Talend - Components for Data Integration

All the operations in Talend are performed by connectors and components. Talend offers 800+ connectors and components to perform several operations. These components are present in palette, and there are 21 main categories to which components belong. You can choose the connectors and just drag and drop it in the designer pane, it will create java code automatically which will get compiled when you save the Talend code.

Main categories which contains components are shown below −

Main Categories

The following is the list of widely used connectors and components for data integration in Talend Open Studio −

  • tMysqlConnection − Connects to MySQL database defined in the component.

  • tMysqlInput − Runs database query to read a database and extract fields (tables, views etc.) depending on the query.

  • tMysqlOutput − Used to write, update, modify data in a MySQL database.

  • tFileInputDelimited − Reads a delimited file row by row and divides them into separate fields and passes it to the next component.

  • tFileInputExcel − Reads an excel file row by row and divides them into separate fields and passes it to the next component.

  • tFileList − Gets all the files and directories from a given file mask pattern.

  • tFileArchive − Compresses a set of files or folders in to zip, gzip or tar.gz archive file.

  • tRowGenerator − Provides an editor where you can write functions or choose expressions to generate your sample data.

  • tMsgBox − Returns a dialog box with the message specified and an OK button.

  • tLogRow − Monitors the data getting processed. It displays data/output in the run console.

  • tPreJob − Defines the sub jobs that will run before your actual job starts.

  • tMap − Acts as a plugin in Talend studio. It takes data from one or more sources, transforms it, and then sends the transformed data to one or more destinations.

  • tJoin − Joins 2 tables by performing inner and outer joins between the main flow and the lookup flow.

  • tJava − Enables you to use personalized java code in the Talend program.

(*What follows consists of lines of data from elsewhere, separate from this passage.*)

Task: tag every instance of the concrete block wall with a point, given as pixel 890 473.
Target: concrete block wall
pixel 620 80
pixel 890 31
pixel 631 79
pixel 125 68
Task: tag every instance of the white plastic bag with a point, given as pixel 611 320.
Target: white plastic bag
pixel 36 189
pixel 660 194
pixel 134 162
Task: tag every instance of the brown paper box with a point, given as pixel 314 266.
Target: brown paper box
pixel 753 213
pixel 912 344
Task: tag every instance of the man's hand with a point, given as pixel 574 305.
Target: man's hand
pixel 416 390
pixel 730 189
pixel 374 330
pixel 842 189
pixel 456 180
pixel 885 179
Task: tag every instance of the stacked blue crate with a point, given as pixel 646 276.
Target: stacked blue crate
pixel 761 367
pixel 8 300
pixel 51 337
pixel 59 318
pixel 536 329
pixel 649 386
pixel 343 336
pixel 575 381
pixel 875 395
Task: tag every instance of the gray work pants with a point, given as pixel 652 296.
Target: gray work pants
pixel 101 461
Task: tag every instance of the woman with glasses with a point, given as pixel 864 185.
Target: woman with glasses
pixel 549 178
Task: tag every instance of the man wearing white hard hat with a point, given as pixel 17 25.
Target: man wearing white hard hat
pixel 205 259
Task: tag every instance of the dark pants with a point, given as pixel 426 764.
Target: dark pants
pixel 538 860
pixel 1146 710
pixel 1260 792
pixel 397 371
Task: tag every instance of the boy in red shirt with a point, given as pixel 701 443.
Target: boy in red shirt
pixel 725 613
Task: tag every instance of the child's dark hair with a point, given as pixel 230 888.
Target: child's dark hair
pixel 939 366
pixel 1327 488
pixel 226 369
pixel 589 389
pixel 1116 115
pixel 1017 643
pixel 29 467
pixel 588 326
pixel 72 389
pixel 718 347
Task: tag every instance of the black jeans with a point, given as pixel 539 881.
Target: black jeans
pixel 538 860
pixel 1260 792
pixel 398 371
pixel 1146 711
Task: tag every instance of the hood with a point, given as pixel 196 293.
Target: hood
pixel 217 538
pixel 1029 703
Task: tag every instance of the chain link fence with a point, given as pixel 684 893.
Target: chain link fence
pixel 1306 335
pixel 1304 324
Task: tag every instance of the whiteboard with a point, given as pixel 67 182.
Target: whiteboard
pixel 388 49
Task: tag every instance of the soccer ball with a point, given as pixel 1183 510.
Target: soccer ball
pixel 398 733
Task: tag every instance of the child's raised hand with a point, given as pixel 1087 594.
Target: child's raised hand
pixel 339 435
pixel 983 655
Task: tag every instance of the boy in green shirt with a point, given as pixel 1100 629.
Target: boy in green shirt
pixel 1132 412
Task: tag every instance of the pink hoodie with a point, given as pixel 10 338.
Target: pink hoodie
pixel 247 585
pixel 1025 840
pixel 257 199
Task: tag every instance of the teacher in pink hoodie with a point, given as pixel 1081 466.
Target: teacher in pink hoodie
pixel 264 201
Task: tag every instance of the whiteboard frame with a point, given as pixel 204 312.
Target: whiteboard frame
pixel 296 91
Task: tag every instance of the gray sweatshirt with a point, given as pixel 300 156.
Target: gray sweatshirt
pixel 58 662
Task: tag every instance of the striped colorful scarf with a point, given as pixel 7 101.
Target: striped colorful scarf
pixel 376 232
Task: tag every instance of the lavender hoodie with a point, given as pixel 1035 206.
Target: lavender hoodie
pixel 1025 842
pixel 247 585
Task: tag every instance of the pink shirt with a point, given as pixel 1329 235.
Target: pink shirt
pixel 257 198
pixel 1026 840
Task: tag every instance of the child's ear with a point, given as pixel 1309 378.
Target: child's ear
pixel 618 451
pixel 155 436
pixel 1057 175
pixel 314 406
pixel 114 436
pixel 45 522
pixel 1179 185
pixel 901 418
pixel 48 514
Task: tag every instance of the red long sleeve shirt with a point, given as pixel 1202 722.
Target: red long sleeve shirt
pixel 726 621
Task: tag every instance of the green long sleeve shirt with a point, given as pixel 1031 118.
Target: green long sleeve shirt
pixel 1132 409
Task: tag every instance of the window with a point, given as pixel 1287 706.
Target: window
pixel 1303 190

  • tRunJob − Manages complex job systems by running one Talend job after another.

Talend - Job Design

This is the technical implementation/graphical representation of the business model. In this design, one or more components are connected with each other to run a data integration process. Thus, when you drag and drop components in the design pane and connect then with connectors, a job design converts everything to code and creates a complete runnable program which forms the data flow.

Creating a Job

In the repository window, right click the Job Design and click Create Job.

Creating Job

Provide the name, purpose and description of the job and click Finish.

Description of Job

You can see your job has been created under Job Design.

Job Design

Now, let us use this job to add components, connect and configure them. Here, we will take an excel file as an input and produce an excel file as an output with same data.

Adding Components to a Job

There are several components in the palette to choose. There is a search option also, in which you can enter the name of the component to select it.

Palette

Since, here we are taking an excel file as an input, we will drag and drop tFileInputExcel component from the palette to the Designer window.

Designer window

Now if you click anywhere on the designer window, a search box will appear. Find tLogRow and select it to bring it in the designer window.

Search Box

Finally, select tFileOutputExcel component from the palette and drag drop it in designer window.

File Output Excel

Now, the adding of the components is done.

New Job

Connecting the Components

After adding components, you must connect them. Right click the first component tFileInputExcel and draw a Main line to tLogRow as shown below.

Connecting Components

Similarly, right click tLogRow and draw a Main line on tFileOutputExcel. Now, your components are connected.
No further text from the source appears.